Si l’un de vos salarié s’estimait victime d’une différence de traitement par rapport à ses collègues, il peut saisir le conseil des prud’hommes. Il devrait alors rapporter au juge les éléments laissant présumés cette différence. Il vous appartiendra alors d’établir que la différence de traitement constatée est justifiée par des critères objectifs, contrôlables et étrangers à toute discrimination. vous devrez ainsi présenter les éléments qui justifient votre décision.

Si les juges établissent l’inégalité de traitement, l’entreprise est généralement condamnée à octroyer au salarié l’avantage dont il a été privé. Cela peut prendre la forme d’un rappel de salaire par exemple.

Vous pouvez contester la décision des prud’hommes en faisant appel, sauf si le conseil statue en dernier ressort. C’est notamment le cas lorsque la valeur totale des prétentions du salarié ne dépasse pas 5 000 €. Il faut alors se tourner vers la plus haute juridiction compétente, la Cour de cassation (chambre sociale).

 

Un accord collectif peut-il remettre en cause l’égalité de traitement ?

Les accords collectifs sont issus de la négociation entre l’employeur et les instances représentatives du personnel. De ce fait, la jurisprudence reconnaît dans certains cas la présomption de justification des différences de traitement entre salariés pouvant découler d’un accord collectif.

Si les différences de traitement induites par un accord collectif s’expliquent par des catégories professionnelles, des salariés exerçant au sein d’établissements distincts ou encore des salariés exerçant des fonctions distinctes au sein d’une même catégorie professionnelle, la charge de la preuve incombe au salarié.

Mais si les différences de traitement entre les salariés reposent sur d’autres critères, l’employeur sera tenu de les justifier en présentant des raisons objectives.

 

Focus sur les inégalités de traitement salarial entre hommes et femmes

Les différences de salaire entre hommes et femmes dans une situation identique font partie des motifs discriminatoires interdits.
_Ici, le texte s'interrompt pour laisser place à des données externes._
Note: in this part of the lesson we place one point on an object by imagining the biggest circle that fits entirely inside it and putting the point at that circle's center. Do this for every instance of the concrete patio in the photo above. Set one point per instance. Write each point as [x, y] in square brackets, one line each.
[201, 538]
Pourtant, l’inégalité de traitement salarial perdure. C’est la raison pour laquelle le gouvernement a mis en place un index de l’égalité professionnelle, obligatoire dans les entreprises de 50 salariés et plus. Cet index porte sur 4 à 5 indicateurs :

  • L’écart de rémunération
  • L’écart de répartition des augmentations individuelles
  • Le nombre de salariées augmentées à leur retour de congé maternité
  • La parité parmi les plus hautes rémunérations
  • L’écart de répartition des promotions (à partir de 250 salariés).

À savoir que le 8 mars 2023 la Cour de cassation a rappelé qu’une salariée peut demander à son employeur l’accès aux bulletins de paie des salariés masculins qui occupent des postes de niveau comparable au sien pour prouver une inégalité salariale. L’arrêt a été rendu par la chambre sociale.

 

 

L’essentiel à retenir 

Le Code du travail et la jurisprudence vous imposent de respecter l’égalité de traitement entre vos salariés, tant en termes de salaires que de droits. Autrement dit, toute différence de traitement entre deux salariés placés dans la même situation doit être justifiée par des éléments objectifs et vérifiables.